Court Hears Arguments on Releasing Trump Administration Memo Claiming to Justify Caribbean Boat Strikes
Civil rights groups urge judge to review an Office of Legal Counsel opinion that justifies President Trump’s illegal lethal strikes on civilian boats as lawful acts
NEW YORK — A United States District Court in the Southern District of New York heard arguments today in a lawsuit seeking the immediate release of an Office of Legal Counsel (OLC) opinion that the Trump administration is using to justify and govern its illegal campaign of lethal strikes on civilian boats in international waters.
In today’s hearing, the American Civil Liberties Union (ACLU), New York Civil Liberties Union (NYCLU), and the Center for Constitutional Rights argued that the Trump administration cannot keep its legal justification for the boat strikes campaign secret from the American people while repeatedly referencing it in public. The groups asked the presiding judge to order the release of the OLC opinion after personally reviewing it to ensure that the administration discloses all of the disclosable legal analysis to the public.
Under the Freedom of Information Act, the government must by default disclose its records to the public. However, in court, the Trump administration took the radical position that the U.S. Constitution permits it to withhold from public view records protected by the presidential communications privilege — a privilege meant to protect advisory documents held closely to the president and his immediate staff — even if those records contain binding agency law or have been distributed to administration officials who play no role in presidential decision-making. The judge questioned the administration’s attorney about the limits and novelty of this expansive view of presidential privilege, which the government presented for the first time at oral argument, and asked him why the government has opted to keep its legal justification for the boat strikes campaign secret even after having made other similar types of legal memoranda public.
During the hearing, the government’s attorney also acknowledged that there are parts of the memo’s legal analysis that could be isolated and released to the public without revealing classified information.
“People across the country, politicians across the aisle, and the families of victims have been demanding answers as to how our government is justifying the cold-blooded murder of civilians,” said Jeffrey Stein, staff attorney with the ACLU’s National Security Project. “The Trump administration has murdered over 210 civilians with no sound legal or moral basis. At a minimum, the administration must disclose to the American people why it thinks this killing spree is lawful.”

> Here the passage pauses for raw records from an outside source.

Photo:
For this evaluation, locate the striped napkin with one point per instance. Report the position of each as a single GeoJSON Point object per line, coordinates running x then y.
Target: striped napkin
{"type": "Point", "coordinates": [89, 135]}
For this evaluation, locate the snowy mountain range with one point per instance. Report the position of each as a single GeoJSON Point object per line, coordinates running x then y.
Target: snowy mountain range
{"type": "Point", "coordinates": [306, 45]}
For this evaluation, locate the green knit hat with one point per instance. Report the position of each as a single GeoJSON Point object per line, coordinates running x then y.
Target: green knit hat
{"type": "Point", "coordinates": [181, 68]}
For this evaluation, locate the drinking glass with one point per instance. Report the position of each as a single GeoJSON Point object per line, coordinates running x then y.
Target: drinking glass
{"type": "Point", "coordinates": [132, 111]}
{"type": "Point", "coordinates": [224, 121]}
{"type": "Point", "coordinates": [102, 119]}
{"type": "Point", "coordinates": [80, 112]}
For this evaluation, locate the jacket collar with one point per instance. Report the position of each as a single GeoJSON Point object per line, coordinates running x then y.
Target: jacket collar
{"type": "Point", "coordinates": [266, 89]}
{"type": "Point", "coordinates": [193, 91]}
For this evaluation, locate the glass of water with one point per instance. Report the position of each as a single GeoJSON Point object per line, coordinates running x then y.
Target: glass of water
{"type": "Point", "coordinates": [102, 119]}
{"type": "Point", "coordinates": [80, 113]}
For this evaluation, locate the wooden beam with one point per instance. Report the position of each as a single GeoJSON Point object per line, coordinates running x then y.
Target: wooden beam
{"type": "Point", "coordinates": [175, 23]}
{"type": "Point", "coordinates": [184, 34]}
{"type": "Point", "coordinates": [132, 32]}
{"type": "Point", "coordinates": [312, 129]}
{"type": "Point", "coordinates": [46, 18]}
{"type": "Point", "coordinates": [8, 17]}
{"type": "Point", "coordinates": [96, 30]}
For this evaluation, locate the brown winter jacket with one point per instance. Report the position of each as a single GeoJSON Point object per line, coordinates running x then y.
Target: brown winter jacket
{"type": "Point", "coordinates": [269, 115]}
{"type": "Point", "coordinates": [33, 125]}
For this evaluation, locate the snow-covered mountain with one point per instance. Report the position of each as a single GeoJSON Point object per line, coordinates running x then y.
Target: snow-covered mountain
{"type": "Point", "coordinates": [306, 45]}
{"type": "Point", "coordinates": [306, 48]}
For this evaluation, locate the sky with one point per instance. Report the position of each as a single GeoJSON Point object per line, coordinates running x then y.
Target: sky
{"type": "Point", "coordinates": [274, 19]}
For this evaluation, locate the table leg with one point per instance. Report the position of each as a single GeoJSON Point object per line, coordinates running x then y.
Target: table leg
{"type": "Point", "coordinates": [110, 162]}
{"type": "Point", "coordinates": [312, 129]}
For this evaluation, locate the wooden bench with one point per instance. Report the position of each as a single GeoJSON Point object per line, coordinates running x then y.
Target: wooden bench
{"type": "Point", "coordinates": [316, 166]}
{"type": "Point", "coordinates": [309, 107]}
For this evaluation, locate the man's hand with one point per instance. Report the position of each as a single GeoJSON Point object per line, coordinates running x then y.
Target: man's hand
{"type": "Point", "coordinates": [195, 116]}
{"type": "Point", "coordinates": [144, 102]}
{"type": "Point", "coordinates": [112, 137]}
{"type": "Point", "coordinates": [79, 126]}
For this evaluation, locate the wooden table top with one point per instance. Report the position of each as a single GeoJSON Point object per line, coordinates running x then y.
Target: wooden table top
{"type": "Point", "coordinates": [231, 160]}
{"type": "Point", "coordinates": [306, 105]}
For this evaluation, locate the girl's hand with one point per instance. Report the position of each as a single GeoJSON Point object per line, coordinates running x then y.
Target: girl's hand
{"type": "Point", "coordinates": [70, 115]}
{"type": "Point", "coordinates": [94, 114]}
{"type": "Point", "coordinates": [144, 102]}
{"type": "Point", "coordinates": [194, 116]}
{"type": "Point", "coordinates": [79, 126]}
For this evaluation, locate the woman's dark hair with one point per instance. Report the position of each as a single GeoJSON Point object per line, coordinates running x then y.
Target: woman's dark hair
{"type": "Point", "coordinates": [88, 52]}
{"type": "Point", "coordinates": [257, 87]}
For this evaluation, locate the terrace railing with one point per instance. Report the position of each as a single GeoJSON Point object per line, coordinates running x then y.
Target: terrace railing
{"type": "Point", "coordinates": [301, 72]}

The groups are suing to force the disclosure of a legal opinion authored by OLC — a part of the Justice Department whose opinions are generally treated as binding within the executive branch — that supposedly validates the ongoing strikes as lawful acts in an alleged “armed conflict” with unspecified “drug cartels.” Reportedly, the memo also purports to immunize personnel who authorized or took part in these unlawful strikes from future criminal prosecution for what would otherwise simply be homicides.
“The Trump administration is displacing the fundamental mandates of international law with the phony wartime rhetoric of a basic autocrat,” said Baher Azmy, legal director of the Center for Constitutional Rights. “If the OLC opinion seeks to dress up the obvious illegality of these serial homicides in legalese in order to provide cover, the public needs to see this analysis and ultimately hold accountable all those who facilitate murder in the United States’ name.”
Contrary to the government’s public assertions, the U.S. is not, and could not be, in an armed conflict with Latin American drug cartels. Under international law, an armed conflict between a state and a non-state actor exists only if the non-state actor is an “organized armed group” that is structured and disciplined like regular armed forces and is engaged in “protracted armed violence” against the state. There is no plausible argument that any drug cartel satisfies this test vis-a-vis the United States.
“The public deserves to know how the Trump administration is rubber-stamping the killing of civilians in the Caribbean,” said Ify Chikezie, staff attorney at the New York Civil Liberties Union. “By claiming that these attacks are legal while refusing to provide any evidence or rationale, President Trump shows once again his disdain for basic transparency, human rights, and the rule of law. The court must step in and order the administration to release these documents immediately.”
Since Sept. 2, the Trump administration’s lethal strikes on boats have murdered at least 200 civilians, in clear violation of domestic and international law. In addition to a lawsuit enforcing a FOIA request on the OLC memo, the ACLU and Center for Constitutional Rights have also filed a lawsuit on behalf of two families from Trinidad & Tobago who are seeking redress after a U.S. boat strike killed their loved ones, and held a hearing at the Inter-American Commission on Human Rights on how the problematic lethal-strike policy violates international law and is an unconstitutional claim of executive power.